Longview ISD wants to create well-educated, globally minded citizens ready to give back to the world, said Linda Buie, district dean of instruction.
To reach this goal, the district is trying to bring the International Baccalaureate program to all campuses, she said.
According to ibo.org, IB is an international organization for students ages 3 to 19. Its four programs are designed to teach students to think critically and independently, the site says.
The district now has the Diploma Programme, Buie said. The Diploma Programme is available at Longview High School to students in 11th and 12th grades.
“The Diploma Programme is probably the most rigorous college prep program in the world,” she said. “There’s a lot of collaboration, a lot of oral presentations, different kinds of projects. The Diploma Programme, even in its rigor, lends itself to the students’ different needs.”
The district also has the Middle and Primary Years Programmes, Buie said. Forest Park Magnet School has the Middle Years Programme and J.L. Everhart Elementary School has the Primary Years Programme.
The programs at middle, elementary and primary campuses are not a curriculum, Buie said. They are a framework for teaching the Texas Essential Knowledge and Skills. That framework would work with Montessori or science, technology, engineering, art and mathematics campuses.
All students in Middle and Primary Years Programme campuses would become IB students. The Primary Years Programme serves students from age 3 up to fourth or fifth grade, depending on how a campus is set up, Buie said. The Middle Years Programme is for students in fifth through 10th grade.
The Primary and Middle Years Programmes do not have the extra rigor of the Diploma Programme, Buie said.
“The Primary Years Programme, as well as the Middle Years Programme, is adapted, and the lessons are adapted to meet the individual learning styles, as well as the individual student needs,” she said. “One of (IB’s) foundational components is the learning profile. These are the 10 characteristics that IB believes a well-rounded student would have to become a global scholar — a person who could compete globally in the world. These are all attributes that all four programs are based on.”

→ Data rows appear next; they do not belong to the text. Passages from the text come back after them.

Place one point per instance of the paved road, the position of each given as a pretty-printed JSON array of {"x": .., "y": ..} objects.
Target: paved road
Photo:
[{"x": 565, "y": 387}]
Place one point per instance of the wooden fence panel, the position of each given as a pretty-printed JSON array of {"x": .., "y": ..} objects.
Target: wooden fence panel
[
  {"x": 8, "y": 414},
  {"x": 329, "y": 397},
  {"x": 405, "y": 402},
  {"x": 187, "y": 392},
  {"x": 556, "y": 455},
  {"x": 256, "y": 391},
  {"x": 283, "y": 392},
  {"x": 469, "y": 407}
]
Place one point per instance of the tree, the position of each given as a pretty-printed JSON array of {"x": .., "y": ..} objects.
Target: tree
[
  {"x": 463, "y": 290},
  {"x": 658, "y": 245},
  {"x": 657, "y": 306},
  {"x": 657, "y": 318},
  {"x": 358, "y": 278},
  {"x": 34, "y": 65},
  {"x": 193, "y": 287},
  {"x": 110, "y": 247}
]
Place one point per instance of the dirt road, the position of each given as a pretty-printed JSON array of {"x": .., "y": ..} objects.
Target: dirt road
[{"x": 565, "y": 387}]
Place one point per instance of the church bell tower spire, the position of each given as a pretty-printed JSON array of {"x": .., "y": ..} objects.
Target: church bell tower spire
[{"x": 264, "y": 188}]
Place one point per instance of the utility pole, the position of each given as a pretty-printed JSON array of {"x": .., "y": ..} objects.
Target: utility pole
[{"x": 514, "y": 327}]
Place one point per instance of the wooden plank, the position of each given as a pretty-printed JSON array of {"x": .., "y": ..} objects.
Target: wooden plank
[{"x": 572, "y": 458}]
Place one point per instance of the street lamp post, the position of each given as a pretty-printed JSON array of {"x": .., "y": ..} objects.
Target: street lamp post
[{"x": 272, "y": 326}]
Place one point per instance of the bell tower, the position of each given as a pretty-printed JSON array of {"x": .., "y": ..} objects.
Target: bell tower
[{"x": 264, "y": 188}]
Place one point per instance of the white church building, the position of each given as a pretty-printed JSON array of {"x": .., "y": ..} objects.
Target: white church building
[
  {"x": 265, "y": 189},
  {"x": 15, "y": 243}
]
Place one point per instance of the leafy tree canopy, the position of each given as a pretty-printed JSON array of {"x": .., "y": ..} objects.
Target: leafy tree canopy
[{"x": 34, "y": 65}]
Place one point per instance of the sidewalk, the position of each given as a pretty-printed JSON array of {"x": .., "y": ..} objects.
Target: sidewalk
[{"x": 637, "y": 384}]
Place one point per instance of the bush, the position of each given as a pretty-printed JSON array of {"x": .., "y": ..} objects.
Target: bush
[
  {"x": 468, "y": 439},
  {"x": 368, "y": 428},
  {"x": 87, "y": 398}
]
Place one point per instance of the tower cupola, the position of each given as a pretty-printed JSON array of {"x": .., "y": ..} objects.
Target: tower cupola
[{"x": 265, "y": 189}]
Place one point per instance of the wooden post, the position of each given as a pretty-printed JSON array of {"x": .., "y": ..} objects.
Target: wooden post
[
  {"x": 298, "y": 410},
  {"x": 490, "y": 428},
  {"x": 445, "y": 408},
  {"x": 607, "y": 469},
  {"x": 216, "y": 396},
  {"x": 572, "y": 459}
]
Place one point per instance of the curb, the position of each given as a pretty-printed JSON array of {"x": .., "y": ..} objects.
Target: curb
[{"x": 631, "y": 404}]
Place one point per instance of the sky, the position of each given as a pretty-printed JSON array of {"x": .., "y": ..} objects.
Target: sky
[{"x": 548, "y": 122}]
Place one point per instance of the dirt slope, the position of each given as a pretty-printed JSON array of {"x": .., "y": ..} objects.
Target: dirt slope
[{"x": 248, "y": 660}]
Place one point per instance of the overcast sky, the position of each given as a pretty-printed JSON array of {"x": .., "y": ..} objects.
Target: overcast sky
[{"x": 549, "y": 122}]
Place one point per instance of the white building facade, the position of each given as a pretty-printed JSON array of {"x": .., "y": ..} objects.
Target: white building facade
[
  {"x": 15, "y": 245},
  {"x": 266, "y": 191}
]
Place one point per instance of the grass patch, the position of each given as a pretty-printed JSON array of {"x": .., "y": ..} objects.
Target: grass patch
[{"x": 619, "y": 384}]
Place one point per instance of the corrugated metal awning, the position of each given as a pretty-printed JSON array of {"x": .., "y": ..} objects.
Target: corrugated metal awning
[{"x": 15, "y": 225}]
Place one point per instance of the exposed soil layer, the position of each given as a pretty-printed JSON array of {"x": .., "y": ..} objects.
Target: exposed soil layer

Those attributes are inquirers, knowledgeable, thinkers, communicators, principled, open-minded, caring, risk takers, balanced and reflective.
If approved, the district also would add a new program, the Career-Related Programme. Buie said the program would allow high school students following a Career and Technology Education path to be IB students.
The application and approval process is through the IB Organization and typically takes about 2 to 2 1/2 years, she said.
“You file an application, after you’ve met certain conditions, and then an IB team comes to visit your school to make sure you’ve got all the pieces in place, then they write up a report,” she said. “If there are areas that you need to change, or do something different, you have time to make those changes and then resubmit.”
The process also includes training all teachers on Primary and Middle Years Programme campuses and any new high school IB teachers, Buie said.
“Right now, Longview is having our initial IB site visits. We’ve got consultants coming on to visit each campus,” she said. “By Nov. 8, every elementary campus will have had our initial site visit. Then, we do our first round of training Nov. 15 and 16. After Christmas, we will begin the formal consulting visits to start writing those applications.”
Buie said the process will be transparent. The district will conduct community meetings with parents and will have a steering committee. As consultants visit schools, details on meetings and committees will be determined.
The district already is seeing benefits with the Diploma Programme, Buie said. Those benefits could spread to more students.
“It opens our students’ eyes. They become much more aware of the world. They become global citizens,” she said. “Our students become very service-learning-oriented, plus I cannot tell you the education benefits these students reap.”